The consequences of redefining marriage in the United Kingdom continue to be felt by ordinary citizens, with a volunteer magistrate of 16 years being stood down for not wanting to adjudicate a case involving custody arrangements for same-sex parents.
According to Patrick Foster of The Telegraph:
A magistrate who refused to sit on a same-sex parenting case has been given a formal warning for misconduct.
The Judicial Conduct Investigations Office said it had ordered Susan Preston to stand down from hearing future family cases after she “declined to adjudicate on a case... because of her personal views about same-sex couple parenting”.
It is a strange phenomenon. It would make sense to commend a magistrate for declining to sit on a case if they did not consider that they would able to hear the case fairly because of their personal beliefs, because it would ensure that the decision-maker was truly impartial. Instead, Mrs Preston was penalised.
Sadly, this case is not an outlier. Back in 2014, we saw Magistrate Richard Page removed from the bench after 15 years of service. His error? Stating his objections to same-sex adoption.
A spokesman for the JCIO said: "The Lord Chancellor and Lord Chief Justice found that Mr Page's comments on national television would have caused a reasonable person to conclude he was biased and prejudiced against single sex adopters; they considered this to be serious misconduct which brought the magistracy into disrepute.
"They have therefore removed Mr Page from the magistracy.
"In 2014 the Lord Chancellor and Lord Chief Justice issued Mr Page with a reprimand after finding that during a Family Court hearing he had allowed himself to be influenced by his religious beliefs and not by the evidence."
The atrocity does not stop there. UK authorities are not only shamelessly firing their employees for their religious standing, but they are now discussing banning religion or religious people from office. Andrea Williams, chief executive of the Christian Legal Centre, is aiding the movement to sue for religious discrimination against Mrs. Preston. She suggests there is a “clear pattern emerging” of “a Christian bar to public office,” adding:
If you hold the belief that marriage is between a man and woman and that children need a mother and father you are punished.
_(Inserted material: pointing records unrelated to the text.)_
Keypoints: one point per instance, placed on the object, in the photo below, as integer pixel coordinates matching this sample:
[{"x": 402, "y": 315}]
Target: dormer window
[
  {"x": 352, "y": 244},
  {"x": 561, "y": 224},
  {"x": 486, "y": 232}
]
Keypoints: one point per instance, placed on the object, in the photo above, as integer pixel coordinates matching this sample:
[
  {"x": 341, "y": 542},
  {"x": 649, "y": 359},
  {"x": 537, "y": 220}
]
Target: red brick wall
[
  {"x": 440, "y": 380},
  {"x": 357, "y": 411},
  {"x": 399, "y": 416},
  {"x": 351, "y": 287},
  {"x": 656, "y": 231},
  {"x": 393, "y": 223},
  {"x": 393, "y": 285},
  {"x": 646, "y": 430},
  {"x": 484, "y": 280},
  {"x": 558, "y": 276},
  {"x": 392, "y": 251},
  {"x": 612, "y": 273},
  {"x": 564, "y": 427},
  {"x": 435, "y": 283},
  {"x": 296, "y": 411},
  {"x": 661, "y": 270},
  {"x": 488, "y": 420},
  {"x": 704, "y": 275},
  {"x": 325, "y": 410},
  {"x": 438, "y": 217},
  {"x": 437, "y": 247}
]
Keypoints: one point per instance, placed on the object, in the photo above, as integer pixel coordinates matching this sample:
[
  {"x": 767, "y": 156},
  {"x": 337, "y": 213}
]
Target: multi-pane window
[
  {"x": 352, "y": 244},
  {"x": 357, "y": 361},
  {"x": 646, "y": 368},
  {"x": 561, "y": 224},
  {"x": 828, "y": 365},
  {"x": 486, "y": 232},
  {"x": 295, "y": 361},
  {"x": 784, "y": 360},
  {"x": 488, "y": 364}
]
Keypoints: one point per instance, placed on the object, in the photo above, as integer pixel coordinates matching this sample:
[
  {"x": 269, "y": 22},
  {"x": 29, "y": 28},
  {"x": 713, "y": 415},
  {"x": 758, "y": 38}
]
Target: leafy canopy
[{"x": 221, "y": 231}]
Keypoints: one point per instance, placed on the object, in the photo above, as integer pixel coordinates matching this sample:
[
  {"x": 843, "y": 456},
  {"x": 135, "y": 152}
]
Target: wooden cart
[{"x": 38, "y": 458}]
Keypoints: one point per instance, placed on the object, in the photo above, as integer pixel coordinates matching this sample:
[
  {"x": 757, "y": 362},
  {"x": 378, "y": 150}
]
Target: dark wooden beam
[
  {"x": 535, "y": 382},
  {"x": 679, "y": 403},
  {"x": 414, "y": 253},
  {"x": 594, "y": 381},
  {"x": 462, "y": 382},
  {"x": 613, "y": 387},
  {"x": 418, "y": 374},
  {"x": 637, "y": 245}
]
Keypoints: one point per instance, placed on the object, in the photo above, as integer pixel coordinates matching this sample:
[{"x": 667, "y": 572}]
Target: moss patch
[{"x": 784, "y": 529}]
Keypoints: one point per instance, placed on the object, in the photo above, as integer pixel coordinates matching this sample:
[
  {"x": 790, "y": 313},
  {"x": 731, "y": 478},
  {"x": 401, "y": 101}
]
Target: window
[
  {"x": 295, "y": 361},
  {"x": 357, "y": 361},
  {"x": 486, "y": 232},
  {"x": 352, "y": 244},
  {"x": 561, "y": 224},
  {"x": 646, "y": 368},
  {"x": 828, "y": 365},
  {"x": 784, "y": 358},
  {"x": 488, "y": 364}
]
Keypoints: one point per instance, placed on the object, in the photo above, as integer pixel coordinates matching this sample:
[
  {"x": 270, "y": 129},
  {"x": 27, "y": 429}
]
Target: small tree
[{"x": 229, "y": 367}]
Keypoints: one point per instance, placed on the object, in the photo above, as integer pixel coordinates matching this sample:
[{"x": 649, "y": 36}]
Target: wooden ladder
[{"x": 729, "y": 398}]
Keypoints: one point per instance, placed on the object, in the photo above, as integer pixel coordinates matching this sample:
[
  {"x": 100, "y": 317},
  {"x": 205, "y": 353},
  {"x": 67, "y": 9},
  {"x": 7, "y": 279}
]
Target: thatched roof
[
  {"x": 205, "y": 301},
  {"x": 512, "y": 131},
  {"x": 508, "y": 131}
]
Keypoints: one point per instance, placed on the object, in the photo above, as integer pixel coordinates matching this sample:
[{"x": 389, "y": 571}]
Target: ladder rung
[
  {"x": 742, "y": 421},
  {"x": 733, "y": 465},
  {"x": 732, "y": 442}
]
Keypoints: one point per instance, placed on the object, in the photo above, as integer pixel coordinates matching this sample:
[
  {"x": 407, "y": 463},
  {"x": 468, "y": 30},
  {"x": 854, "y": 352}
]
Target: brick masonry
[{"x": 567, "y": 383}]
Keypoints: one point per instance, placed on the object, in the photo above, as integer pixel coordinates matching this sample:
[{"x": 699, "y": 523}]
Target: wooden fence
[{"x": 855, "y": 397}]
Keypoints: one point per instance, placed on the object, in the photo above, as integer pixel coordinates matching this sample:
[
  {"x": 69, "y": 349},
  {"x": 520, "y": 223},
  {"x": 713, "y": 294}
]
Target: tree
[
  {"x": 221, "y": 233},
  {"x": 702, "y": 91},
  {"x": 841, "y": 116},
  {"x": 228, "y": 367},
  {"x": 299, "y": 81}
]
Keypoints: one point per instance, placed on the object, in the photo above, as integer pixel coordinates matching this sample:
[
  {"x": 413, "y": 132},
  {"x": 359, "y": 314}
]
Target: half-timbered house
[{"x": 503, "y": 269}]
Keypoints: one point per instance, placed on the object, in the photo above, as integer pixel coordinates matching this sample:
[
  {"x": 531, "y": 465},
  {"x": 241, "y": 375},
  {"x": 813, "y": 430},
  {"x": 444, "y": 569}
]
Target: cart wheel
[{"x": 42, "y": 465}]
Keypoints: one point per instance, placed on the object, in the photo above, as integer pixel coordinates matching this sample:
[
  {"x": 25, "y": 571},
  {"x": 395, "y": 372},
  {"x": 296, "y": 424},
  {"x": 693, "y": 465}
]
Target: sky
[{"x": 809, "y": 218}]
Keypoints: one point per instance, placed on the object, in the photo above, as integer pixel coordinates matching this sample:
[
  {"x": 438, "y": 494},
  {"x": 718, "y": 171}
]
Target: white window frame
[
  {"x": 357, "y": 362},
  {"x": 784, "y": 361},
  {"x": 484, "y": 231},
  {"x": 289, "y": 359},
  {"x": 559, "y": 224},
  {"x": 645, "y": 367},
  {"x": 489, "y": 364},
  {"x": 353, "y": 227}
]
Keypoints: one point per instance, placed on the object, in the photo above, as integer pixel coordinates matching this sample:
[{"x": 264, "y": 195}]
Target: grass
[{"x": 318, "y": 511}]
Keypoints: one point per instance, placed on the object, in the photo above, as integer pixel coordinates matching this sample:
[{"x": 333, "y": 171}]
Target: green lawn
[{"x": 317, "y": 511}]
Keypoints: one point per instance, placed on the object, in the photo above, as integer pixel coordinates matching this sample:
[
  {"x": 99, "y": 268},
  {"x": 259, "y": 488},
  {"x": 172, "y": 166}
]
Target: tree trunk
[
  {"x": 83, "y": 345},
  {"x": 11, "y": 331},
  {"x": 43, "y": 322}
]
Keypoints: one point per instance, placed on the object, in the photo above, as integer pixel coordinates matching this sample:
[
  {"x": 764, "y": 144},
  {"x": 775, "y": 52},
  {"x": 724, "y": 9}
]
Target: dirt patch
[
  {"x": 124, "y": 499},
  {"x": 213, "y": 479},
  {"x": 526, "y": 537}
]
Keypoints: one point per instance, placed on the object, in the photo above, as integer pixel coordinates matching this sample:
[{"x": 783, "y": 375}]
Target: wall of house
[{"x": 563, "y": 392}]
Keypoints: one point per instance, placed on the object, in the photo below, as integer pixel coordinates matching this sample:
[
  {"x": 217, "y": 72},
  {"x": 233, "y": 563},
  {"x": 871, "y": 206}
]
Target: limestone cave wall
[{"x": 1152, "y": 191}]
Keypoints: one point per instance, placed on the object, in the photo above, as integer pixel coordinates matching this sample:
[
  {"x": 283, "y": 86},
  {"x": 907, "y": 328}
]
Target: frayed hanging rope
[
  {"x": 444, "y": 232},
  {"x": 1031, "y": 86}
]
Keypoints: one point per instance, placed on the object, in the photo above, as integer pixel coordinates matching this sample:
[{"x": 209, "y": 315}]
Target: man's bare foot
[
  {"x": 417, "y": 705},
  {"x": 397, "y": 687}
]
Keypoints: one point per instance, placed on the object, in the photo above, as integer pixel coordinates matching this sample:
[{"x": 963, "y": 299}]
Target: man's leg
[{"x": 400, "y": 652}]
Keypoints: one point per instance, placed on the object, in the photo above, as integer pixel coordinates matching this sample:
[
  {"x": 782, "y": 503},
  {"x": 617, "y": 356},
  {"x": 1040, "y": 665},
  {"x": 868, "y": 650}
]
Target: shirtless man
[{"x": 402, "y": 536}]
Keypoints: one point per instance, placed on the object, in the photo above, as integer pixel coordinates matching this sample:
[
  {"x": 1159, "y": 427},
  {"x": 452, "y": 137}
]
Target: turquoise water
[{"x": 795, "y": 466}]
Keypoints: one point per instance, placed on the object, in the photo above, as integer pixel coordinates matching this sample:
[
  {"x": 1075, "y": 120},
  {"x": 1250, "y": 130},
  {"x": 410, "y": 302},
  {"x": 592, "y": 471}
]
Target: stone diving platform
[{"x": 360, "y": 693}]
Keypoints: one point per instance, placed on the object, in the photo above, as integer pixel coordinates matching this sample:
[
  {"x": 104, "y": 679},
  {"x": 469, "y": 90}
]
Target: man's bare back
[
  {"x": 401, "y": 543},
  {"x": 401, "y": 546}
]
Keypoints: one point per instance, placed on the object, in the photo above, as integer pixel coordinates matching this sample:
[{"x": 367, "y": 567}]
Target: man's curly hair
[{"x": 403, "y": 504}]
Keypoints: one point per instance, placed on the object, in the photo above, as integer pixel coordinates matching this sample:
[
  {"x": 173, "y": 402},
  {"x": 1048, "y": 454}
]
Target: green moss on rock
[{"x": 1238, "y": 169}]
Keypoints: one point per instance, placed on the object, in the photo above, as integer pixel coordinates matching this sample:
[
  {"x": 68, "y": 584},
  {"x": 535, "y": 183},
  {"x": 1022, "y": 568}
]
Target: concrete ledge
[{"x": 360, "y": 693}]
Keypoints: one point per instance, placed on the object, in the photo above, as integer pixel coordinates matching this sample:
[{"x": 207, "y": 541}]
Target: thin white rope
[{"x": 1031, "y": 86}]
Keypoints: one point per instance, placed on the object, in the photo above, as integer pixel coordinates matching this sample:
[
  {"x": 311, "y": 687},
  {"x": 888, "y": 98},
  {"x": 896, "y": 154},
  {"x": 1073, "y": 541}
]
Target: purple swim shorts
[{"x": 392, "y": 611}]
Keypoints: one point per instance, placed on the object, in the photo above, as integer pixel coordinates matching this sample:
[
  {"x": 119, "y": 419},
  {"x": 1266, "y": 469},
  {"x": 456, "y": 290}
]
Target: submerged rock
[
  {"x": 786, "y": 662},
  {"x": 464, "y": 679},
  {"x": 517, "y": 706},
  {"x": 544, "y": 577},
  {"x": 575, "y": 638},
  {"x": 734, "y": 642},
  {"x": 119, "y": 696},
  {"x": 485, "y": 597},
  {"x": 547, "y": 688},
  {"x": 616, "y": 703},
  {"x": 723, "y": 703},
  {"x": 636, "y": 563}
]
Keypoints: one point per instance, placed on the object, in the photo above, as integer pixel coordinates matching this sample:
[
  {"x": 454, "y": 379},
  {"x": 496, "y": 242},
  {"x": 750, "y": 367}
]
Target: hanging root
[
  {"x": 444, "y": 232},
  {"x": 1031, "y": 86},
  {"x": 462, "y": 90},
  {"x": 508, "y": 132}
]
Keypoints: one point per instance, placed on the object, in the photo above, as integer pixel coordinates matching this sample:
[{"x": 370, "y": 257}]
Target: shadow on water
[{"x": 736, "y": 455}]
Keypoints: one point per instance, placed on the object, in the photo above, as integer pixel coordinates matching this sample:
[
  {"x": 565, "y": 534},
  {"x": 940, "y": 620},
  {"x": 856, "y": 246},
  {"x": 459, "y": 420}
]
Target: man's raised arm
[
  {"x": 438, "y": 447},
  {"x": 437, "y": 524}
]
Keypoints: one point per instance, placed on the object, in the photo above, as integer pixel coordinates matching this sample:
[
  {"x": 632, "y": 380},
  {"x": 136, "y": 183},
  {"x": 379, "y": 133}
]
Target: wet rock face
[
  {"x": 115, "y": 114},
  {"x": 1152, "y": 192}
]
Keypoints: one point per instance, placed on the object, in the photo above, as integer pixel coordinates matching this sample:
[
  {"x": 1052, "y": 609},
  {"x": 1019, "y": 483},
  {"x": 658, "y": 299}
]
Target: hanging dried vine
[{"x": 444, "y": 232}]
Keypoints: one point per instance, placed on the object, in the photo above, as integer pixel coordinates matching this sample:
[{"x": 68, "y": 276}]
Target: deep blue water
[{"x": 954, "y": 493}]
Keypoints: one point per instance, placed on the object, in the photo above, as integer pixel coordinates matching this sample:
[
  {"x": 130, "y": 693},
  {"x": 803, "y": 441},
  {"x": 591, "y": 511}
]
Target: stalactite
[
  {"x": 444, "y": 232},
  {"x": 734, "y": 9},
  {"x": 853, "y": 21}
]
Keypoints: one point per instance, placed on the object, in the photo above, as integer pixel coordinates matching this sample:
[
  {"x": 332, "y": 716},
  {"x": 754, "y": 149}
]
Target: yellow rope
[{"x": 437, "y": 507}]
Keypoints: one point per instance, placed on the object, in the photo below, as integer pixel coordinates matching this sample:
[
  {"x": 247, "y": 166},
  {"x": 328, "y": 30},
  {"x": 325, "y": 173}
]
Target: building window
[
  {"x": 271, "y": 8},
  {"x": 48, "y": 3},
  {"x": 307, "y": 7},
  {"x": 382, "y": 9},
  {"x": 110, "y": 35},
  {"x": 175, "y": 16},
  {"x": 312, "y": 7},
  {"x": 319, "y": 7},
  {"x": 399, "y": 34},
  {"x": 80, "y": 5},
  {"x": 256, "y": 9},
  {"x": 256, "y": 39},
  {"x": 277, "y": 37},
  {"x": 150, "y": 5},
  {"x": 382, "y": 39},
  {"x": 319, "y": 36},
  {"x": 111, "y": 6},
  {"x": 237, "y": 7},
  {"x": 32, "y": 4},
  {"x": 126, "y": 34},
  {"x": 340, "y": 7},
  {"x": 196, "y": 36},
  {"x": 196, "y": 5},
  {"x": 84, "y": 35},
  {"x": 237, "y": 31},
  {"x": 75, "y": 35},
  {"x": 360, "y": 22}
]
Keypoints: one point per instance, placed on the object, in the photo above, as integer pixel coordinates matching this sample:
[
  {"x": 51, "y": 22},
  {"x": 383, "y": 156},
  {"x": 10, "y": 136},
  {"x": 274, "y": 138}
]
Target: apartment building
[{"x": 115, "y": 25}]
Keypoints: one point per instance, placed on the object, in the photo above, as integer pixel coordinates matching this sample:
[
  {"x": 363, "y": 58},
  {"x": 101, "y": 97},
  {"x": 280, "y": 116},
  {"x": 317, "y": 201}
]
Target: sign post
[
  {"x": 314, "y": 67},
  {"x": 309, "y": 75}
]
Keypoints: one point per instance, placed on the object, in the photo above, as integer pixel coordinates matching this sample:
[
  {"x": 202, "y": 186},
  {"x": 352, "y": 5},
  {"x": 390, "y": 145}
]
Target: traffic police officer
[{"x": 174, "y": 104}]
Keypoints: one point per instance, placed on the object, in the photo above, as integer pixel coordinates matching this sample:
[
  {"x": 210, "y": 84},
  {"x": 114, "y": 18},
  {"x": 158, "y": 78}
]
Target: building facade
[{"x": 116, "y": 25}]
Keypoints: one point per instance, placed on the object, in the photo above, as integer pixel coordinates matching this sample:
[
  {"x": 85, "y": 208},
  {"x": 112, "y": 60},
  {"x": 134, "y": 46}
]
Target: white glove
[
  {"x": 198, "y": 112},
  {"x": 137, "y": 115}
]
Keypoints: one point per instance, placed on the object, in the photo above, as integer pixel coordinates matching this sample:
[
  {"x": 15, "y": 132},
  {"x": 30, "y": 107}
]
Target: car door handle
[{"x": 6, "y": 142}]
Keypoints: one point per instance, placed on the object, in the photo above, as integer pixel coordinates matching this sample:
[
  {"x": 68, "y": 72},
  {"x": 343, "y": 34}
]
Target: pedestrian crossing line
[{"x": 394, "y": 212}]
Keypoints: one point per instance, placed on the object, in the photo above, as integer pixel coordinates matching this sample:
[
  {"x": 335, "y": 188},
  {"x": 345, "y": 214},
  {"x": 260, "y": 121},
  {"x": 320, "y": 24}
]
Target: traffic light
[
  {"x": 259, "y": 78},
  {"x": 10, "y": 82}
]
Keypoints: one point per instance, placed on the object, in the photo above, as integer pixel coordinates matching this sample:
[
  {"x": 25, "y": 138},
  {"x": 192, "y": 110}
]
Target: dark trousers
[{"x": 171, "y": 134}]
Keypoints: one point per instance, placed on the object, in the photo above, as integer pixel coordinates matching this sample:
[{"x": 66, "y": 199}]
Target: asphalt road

This kind of exclusion is dangerous for society and must be stopped.”
It is cases like these that disprove the claim that same-sex marriage only affects same-sex couples. These cases may seem far removed from our day-to-day life, but it is only a matter of time before we are the ones getting fired for our personal beliefs. If fundamental rights are already compromised in the name of “acceptance,” how much more will we lose if the definition of marriage is changed?